Bu kesinlikle veda yazısı değil, yarı aktif blog'culuktan çeyrek aktif blog'culuğa geçiyorum.
Her zaman güzel tarifler yapan, blogun gerçek kahramanı kız kardeşim Fatoş'a teşekkür ederim.
Tazenane'ye yolu düşen herkese teşekkür ederim.
Malzemeler
4 tane yumurta
1,5 su bardağı toz şeker
1 su bardağı yoğurt
yarım su bardağı süt
1 su bardağı sıvıyağ
yarım su bardağı tahin
1 paket vanilya
1 paket kabartma tozu
5-6 tane kayısı
1 çay bardağı üzüm
1 çay bardağı damla çikolata
2-3 damla limon suyu
1 su bardağı nişasta
2 su bardağı un
ayrıca
1 bardak süt
1 poşet kakaolu kremşanti
Yapılışı
Kuru üzüm ve kayısıyı bıçakla ufak parçalar halinde doğrayıp içine damla çikolatayı da ilave edip unlayıp karıştırın.
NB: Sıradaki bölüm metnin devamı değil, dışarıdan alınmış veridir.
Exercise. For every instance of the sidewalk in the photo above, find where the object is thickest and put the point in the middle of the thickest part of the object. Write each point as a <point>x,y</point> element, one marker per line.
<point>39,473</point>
Yumurta ve toz şekeri, rengi beyazlaşıp hacmi kabarıncaya kadar 10 dakika kadar çırpın. Yoğurt, süt, sıvıyağ ve tahini ilave edip 1-2 saniye daha çırpın. Un, nişasta (mısır veya buğday nişastası fark etmez), kabartma tozu ve vanilyayı eleyip, yumurtalı karışıma ekleyip tahta kaşıkla karıştırın, limon suyunuda ilave edip tekrar karıştırın. Kek harcına en son üzümlü, kayısılı karışımı ekleyip karıştırın. (Kek harcınız katı olursa biraz süt ilave edin.) Kağıt bardakları yağlamanıza gerek yok. Harcı kağıt bardakların yarısını çok az geçecek kadar doldurun. Kek harcından istediğiniz miktarda ayırıp içine kakao ve biraz süt katıp karıştırın. Kağıt bardaklara biraz beyazlı harçtan, birazda kakaolu harçtan koyup, kağıt bardakları bu şekilde de doldurabilirsiniz. Kağıt bardakları tepsiye dizin. Önceden hafif ılınmış fırında pişirin. Soğuyan kekleri çırpılmış kremşantiyle süsleyebilirsiniz.